The radiograph of the wrist supination 45 °, or the scanner in “prayer position” objective fracture.
OSTEONECROSIS OF SEMI-MOON:
Kienböch the disease should be considered in pain on the dorsum of the wrist, occurring in a young man. The lunate, located in the middle of the first row of the carpus, is almost entirely covered with cartilage and has only two small vascular holes.
The initial pain is often reported minor trauma. Then, it tends to become permanent, particularly exacerbated by the extension of the hand. It can be accompanied by a decrease in grip strength.
Clinical examination is poor, but accurate. Pain is awakened by the pressure of the “dimple crucifixion” at the base of the third metacarpal.
Radiography allows diagnosis by showing a heterogeneous bone matrix and deformed bones, according to the seniority of necrosis.
The disease progresses to osteoarthritis. MRI may be helpful to clarify the injury.
Medical treatment involves painkillers and rest by joint brace wrist. When functional impairment is significant, consider surgery. There are different techniques to get the indolence and avoid carpal collapse.
Osteoarticular inflammatory autoimmune or metabolic damage affecting willingly hand. They are easily raised when the lesions are bilateral or concerns other joints.
It is responsible for arthritis of the radiocarpal, MCP and IPP. The land (young woman) and the long morning stiffness must be able to evoke in its initial phase.

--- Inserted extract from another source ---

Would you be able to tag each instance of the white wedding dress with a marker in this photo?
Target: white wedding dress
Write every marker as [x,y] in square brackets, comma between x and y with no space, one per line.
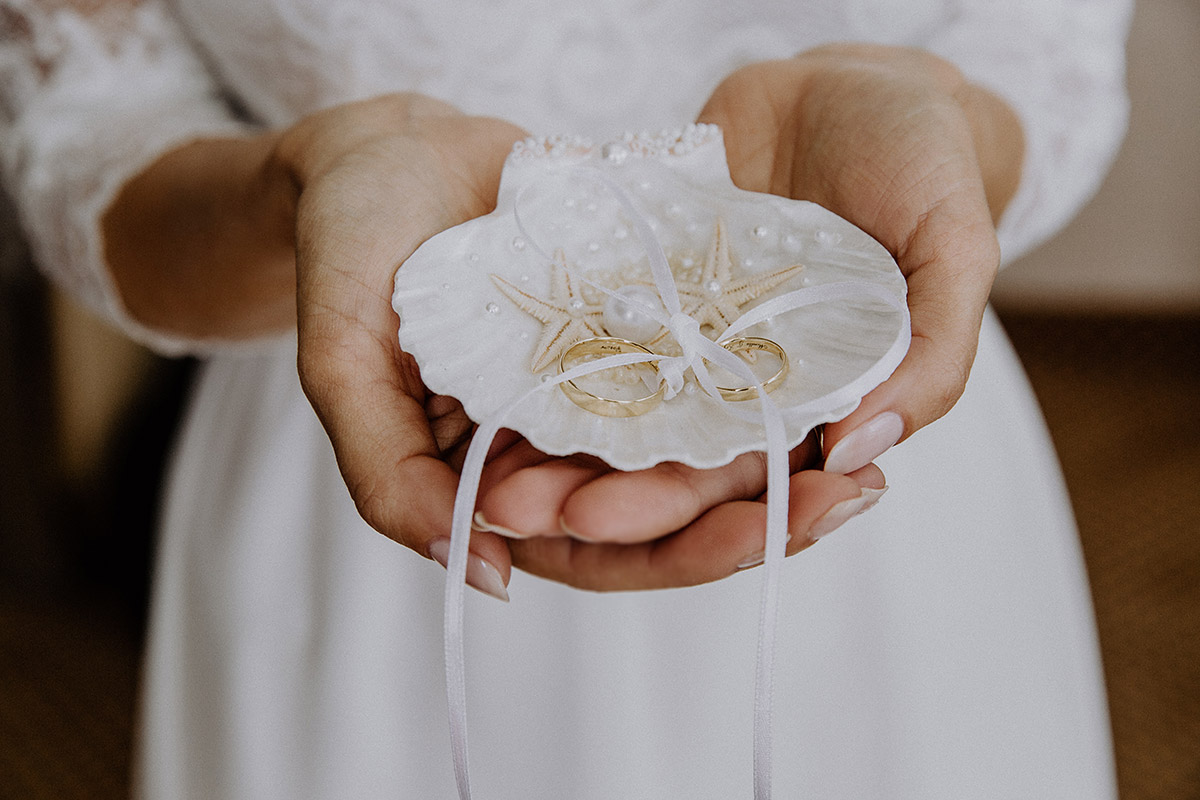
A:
[937,648]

Confirmation of the diagnosis is based on immunology (FAN, Latex, Waaler-Rose, anti-CCP) and radiography (bone subchondral erosions).

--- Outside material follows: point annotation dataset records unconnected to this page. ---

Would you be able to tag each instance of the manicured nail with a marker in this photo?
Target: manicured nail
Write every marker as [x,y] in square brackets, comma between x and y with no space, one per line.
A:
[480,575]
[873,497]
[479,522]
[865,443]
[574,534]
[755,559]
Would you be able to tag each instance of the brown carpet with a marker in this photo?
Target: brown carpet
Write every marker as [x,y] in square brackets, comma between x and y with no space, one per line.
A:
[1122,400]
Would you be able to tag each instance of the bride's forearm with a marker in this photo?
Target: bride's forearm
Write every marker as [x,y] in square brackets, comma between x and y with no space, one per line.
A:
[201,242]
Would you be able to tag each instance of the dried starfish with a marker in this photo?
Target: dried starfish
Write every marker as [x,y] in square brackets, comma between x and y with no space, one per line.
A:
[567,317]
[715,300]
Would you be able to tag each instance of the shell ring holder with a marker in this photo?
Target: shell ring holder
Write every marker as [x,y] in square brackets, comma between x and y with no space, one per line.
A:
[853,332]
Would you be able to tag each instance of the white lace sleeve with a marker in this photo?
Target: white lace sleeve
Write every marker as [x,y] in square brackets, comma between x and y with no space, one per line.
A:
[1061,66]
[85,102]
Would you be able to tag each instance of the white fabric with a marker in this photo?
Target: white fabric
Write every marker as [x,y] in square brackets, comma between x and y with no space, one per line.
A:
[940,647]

It is located typically in IPD but also to IPP (finger sausage). Skin involvement and nail disorder may initially help to guide the diagnosis.
She willingly gives acute inflammatory manifestations radiocarpal and thumb column in a subject over 50 years.

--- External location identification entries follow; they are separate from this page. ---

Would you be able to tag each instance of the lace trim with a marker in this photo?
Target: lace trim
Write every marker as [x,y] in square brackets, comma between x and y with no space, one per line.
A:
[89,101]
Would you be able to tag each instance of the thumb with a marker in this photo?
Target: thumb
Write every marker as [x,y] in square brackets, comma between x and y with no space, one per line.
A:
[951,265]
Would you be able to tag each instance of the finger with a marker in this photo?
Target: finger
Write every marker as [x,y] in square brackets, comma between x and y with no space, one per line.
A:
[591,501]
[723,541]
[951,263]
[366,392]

Radiography research calcium border of the triangular fibrocartilage or scaphotrapézienne arthropathy.
It never manifests itself in isolation by hand. Tophi and arthropathy concern MCP, PPI and RPI.
We’re getting into a rare pathology.
The primary or secondary malignant bone tumors are exceptional hand.
This is the most common benign tumor. Developing the knuckles, she may be responsible for pain when gripping or pathological fracture.
The radiograph showed metaphyseal gap eroding the medial cortex. Surgical filling is indicated if the tumor is symptomatic.
Two other benign tumors characterized by their painful presentation, deserve mention.
This is a bone tumor consists of a nidus (osteoid tissue hypervascular) surrounded by osteosclerosis. He willingly meeting in young men, revealed by a very localized pain, spontaneous upsurge at night and relieved by aspirin.
Bone scintigraphy can guide the diagnosis will be confirmed by MRI.
It is a subungual glomus tumor neuromyoartériel.
Pain is characteristic: lively, intense, caused by the slightest pressure of the nail or thermal variation. The MRI allows the highlight.